Через три дня, отвечает шоферюга. “Однако скоро”. И впрямь через три дня на этом самом месте… Может быть, это был один из тех, кто забредал к нам в резиновых сапогах, пытаясь продать расшитые бисером оленьи бурки: “Поурки, поурки!..” Они всегда просили за пару две бутылки водки, но неизменно довольствовались одной, и я так же неизменно испытывал облегчение, когда они снова исчезали с глаз долой, из сердца вон, а то как бы кто не вспомнил и о моем родстве с этими чучелами, – хватит с меня и того, что у меня папа еврей.

Сам-то я котировался у нашей братвы вполне прилично, но ведь нельзя чувствовать себя красивым, не обладая красивой родословной… Я и хотел быть в родстве с хозяевами жизни.

Мне кажется, мама тоже это чувствовала и никогда не пыталась навязать мне лесотундровую родню – это их нужно было выводить к свету, а не меня к костру. Вот вам еще одно воспоминание-заноза: мы с мамой, вполне, по нашим меркам, культурной и лишь едва ориентализированной дамой, пружиня по спрессованным опилкам, идем главной Советской улицей меж щитовых домиков, а навстречу нам, пошатываясь и блаженно щуря без того дружески прищуренные глазки, бредет нацмен, в ватнике среди лета, но ради праздника с пионерским галстуком на шее. По его резиновому сапогу шлепает полуметровый муксун, которого он протягивает каждому встречному, дружески поясняя: “Путилка, путилка…”

Окаменев смуглым, чуточку по-шукшински скуластым лицом, мама раскрыла сумочку и принялась совать ему деньги: “Берите и уходите.

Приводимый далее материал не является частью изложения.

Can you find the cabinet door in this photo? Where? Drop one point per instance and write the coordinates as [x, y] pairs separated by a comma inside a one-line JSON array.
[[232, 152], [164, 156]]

Не позорьте себя и нас”, – но он лишь ласково щурился всем своим морщинистым детским личиком: “Путилка, путилка…” И вдруг увидел в раскрытой сумочке блеснувшие там духи. “Тиколон!” – просиял он и без церемоний, по-родственному запустил руку в ридикюль, – черный, под некоего негроидного крокодила. Вытрясши духи себе в рот, он, щурясь совсем уже разнеженно, принялся совать маме муксуна. Мама отводила руку, пытаясь его обойти, пока не поняла, что взять муксуна выйдет меньше сраму. Мы принесли муксуна домой и сварили из него неправдоподобно наваристую уху, со слоем золотого жира в палец толщиной. И съели, не обменявшись ни единым словом.